22ENTRETIEN avec Isabelle Huault
Propos recueillis par Roland Pérez
et Jean-Claude Thoenig
Roland Pérez : Pour commencer cet entretien, est-il possible de vous situer en rappelant le parcours intellectuel et institutionnel qui vous a amenée à vos fonctions actuelles de Présidente d’une grande université française ?
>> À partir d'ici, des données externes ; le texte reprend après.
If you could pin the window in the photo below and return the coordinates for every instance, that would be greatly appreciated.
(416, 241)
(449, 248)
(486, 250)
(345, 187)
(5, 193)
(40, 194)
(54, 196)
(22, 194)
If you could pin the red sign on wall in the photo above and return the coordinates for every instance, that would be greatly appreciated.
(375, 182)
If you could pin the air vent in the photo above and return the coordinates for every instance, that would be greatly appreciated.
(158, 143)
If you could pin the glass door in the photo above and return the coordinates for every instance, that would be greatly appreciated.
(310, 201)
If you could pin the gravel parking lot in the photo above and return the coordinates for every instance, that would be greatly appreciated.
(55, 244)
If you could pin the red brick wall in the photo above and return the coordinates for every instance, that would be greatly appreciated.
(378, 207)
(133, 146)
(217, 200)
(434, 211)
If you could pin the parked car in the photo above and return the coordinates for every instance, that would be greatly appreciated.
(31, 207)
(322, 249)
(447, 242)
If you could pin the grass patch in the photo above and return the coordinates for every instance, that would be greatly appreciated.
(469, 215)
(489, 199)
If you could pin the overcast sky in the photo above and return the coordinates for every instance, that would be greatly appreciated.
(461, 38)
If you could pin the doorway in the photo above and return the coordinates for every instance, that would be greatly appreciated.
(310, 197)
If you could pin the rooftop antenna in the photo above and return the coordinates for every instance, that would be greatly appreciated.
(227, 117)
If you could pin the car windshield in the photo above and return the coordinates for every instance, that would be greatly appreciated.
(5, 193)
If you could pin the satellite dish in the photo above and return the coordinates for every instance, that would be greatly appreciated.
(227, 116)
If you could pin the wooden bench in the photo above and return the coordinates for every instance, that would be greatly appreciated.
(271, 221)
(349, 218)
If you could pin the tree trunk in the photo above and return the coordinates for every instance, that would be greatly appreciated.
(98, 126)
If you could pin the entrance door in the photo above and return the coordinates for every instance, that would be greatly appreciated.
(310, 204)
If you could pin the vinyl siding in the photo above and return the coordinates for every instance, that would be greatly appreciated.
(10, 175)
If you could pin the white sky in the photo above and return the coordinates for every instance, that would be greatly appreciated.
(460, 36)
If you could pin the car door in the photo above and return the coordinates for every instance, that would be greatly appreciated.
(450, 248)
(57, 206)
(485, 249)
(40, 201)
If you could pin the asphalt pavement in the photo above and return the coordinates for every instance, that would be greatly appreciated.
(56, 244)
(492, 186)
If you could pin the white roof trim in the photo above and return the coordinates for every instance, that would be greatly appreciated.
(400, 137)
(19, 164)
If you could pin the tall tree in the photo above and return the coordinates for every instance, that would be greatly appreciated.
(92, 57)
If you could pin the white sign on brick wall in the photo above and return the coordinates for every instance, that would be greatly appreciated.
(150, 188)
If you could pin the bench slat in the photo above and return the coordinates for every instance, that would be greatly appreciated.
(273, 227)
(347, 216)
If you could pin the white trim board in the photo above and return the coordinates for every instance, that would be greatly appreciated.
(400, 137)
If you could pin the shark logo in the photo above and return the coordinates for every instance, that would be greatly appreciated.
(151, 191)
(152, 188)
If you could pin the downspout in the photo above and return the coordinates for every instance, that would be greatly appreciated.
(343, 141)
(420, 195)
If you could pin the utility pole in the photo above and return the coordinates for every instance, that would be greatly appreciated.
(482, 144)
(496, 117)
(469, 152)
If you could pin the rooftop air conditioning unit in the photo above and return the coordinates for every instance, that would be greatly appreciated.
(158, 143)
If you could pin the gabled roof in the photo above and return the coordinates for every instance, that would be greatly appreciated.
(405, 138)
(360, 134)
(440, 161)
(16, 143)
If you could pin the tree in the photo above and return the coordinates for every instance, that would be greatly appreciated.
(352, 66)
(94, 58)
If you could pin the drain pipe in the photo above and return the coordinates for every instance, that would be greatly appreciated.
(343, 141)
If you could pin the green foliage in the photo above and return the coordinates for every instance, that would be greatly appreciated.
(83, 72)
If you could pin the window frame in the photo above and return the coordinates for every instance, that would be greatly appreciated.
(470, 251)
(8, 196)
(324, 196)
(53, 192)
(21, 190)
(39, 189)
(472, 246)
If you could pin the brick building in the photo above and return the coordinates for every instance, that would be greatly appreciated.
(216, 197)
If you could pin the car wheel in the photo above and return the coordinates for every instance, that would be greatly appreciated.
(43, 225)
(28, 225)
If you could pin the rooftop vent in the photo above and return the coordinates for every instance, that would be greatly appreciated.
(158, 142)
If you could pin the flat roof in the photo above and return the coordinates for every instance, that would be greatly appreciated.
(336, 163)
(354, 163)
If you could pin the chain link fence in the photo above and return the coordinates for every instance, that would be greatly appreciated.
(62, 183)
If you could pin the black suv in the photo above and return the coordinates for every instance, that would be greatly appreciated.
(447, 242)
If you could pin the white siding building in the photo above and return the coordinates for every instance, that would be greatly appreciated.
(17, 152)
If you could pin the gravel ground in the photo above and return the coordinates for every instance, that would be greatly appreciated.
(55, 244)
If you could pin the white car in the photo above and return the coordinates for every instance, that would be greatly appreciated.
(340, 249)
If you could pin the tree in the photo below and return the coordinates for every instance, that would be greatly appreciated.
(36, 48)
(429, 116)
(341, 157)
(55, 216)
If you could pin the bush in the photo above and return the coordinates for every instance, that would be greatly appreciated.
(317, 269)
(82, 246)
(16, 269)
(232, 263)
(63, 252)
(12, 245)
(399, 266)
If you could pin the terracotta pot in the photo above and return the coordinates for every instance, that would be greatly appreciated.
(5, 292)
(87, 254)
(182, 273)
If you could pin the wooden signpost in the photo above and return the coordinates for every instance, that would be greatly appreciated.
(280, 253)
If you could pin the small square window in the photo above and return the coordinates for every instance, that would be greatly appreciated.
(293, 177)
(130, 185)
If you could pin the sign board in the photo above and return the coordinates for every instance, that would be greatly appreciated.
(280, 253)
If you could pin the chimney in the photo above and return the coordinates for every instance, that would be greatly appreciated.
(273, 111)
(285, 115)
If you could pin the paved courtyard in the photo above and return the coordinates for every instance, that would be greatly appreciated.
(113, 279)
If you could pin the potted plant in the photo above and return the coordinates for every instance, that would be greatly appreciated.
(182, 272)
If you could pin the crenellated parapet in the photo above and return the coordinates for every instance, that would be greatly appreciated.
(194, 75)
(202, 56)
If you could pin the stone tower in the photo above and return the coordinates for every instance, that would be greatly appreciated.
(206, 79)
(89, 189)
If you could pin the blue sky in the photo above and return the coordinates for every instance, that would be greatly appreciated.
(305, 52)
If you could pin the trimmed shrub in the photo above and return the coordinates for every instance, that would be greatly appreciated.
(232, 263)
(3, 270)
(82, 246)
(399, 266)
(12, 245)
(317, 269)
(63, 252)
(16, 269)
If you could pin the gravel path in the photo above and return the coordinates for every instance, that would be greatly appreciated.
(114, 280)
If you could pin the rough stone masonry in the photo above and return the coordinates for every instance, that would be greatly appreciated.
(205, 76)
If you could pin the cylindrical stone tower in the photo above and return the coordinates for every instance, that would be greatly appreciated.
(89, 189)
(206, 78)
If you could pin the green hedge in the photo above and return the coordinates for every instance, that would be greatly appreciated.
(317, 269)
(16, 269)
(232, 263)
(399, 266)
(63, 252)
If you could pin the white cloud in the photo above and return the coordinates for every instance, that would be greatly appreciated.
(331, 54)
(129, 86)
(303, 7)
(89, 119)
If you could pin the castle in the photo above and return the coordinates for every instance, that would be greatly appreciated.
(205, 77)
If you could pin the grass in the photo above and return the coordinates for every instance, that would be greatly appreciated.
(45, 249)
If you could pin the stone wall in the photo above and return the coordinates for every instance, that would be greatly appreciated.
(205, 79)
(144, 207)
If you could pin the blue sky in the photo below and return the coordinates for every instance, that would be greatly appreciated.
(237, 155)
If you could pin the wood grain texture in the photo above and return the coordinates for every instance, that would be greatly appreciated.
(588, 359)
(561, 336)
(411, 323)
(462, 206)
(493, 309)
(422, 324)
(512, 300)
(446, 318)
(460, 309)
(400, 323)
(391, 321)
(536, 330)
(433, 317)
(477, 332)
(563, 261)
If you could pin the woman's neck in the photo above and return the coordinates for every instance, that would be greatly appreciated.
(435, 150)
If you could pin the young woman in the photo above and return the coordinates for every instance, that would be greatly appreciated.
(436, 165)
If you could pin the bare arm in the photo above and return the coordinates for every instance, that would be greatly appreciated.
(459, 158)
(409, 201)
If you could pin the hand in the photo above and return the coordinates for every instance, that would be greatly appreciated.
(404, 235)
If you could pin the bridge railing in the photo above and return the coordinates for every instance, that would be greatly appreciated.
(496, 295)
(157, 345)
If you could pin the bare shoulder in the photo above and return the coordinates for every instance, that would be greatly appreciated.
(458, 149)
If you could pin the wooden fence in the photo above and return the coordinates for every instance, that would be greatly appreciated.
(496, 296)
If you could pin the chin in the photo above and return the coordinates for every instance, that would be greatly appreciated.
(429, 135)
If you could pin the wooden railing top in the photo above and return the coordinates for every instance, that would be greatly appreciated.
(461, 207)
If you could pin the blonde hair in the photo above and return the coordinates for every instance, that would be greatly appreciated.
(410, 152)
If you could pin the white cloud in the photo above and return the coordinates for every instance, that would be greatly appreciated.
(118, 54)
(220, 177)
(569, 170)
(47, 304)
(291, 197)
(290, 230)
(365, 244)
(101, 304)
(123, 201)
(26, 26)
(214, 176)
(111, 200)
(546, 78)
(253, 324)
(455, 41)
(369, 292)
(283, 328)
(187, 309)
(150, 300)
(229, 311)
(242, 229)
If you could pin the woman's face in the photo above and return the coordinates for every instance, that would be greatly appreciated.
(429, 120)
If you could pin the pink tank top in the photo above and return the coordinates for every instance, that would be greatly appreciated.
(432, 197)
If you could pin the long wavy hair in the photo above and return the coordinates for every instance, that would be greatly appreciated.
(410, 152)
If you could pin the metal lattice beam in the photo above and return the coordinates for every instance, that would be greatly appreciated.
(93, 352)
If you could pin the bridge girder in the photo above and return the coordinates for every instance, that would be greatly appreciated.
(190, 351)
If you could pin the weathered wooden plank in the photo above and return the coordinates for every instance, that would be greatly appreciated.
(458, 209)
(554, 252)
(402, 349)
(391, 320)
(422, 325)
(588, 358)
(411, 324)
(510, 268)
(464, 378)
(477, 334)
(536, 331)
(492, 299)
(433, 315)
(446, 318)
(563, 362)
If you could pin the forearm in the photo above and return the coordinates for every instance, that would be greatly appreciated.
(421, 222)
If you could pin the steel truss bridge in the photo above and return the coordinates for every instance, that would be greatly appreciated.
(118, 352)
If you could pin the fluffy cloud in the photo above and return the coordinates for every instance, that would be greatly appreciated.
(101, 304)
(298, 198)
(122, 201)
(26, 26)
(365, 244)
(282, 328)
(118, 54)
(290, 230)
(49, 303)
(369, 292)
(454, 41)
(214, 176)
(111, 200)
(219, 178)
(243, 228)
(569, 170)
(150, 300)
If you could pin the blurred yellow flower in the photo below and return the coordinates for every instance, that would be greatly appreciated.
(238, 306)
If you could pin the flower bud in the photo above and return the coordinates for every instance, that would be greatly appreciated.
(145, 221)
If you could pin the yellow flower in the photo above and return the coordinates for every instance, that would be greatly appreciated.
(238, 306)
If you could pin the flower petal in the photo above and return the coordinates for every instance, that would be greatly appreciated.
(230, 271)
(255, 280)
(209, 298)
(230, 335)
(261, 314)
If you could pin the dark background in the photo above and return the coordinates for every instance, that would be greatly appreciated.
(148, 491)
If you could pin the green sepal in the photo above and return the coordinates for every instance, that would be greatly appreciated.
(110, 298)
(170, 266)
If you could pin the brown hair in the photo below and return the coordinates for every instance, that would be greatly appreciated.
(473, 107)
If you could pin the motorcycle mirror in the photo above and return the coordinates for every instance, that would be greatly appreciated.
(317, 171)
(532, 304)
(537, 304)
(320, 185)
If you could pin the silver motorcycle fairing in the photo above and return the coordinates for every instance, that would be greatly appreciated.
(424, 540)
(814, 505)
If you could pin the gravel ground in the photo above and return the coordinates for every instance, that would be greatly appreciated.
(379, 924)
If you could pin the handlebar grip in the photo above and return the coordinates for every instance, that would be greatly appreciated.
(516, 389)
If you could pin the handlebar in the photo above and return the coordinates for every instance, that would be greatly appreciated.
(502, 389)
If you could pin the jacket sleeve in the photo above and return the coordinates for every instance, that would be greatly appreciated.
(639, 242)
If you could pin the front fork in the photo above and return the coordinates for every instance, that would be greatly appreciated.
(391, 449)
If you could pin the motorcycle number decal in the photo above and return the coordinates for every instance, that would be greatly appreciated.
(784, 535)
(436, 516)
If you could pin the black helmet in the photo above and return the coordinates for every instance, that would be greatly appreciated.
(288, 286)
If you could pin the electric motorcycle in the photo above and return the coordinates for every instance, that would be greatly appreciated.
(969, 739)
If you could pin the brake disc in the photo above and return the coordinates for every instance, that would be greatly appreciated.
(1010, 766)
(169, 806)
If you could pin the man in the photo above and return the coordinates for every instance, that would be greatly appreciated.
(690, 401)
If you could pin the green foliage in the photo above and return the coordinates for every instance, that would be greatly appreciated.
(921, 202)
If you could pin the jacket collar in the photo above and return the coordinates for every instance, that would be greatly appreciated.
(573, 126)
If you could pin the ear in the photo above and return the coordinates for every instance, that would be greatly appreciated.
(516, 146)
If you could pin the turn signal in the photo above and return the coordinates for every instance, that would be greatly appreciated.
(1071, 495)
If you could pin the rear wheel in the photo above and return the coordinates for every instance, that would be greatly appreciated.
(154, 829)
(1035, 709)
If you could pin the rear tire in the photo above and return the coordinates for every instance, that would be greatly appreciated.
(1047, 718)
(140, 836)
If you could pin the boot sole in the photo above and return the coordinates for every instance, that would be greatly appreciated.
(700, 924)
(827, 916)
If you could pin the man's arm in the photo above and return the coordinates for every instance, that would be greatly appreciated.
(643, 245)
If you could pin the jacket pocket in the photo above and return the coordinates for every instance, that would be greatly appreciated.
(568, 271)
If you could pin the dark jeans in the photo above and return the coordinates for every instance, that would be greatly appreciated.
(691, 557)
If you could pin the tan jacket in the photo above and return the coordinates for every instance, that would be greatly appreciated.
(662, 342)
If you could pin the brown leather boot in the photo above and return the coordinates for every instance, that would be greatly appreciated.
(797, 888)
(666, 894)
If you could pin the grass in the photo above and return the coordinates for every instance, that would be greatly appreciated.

Isabelle Huault : Ma formation initiale a été celle d’une École de commerce – ESC Lyon, devenue E.M. Lyon. À l’époque, ces écoles n’étaient pas très orientées sur la recherche, ce qui m’a amenée à préparer un DEA en sciences de gestion – à l’époque co-habilité avec l’université de Lyon – puis à préparer une thèse de doctorat. Cette thèse, en contrat Cifre avec le groupe PSA, dirigée par Pierre Romelaer, – portait sur la gestion des cadres en mobilité internationale, thème de GRH qui m’a fait découvrir la théorie des organisations (notamment J. March, …) et m’a orientée sur une carrière scientifique, selon une évolution « chemin faisant ».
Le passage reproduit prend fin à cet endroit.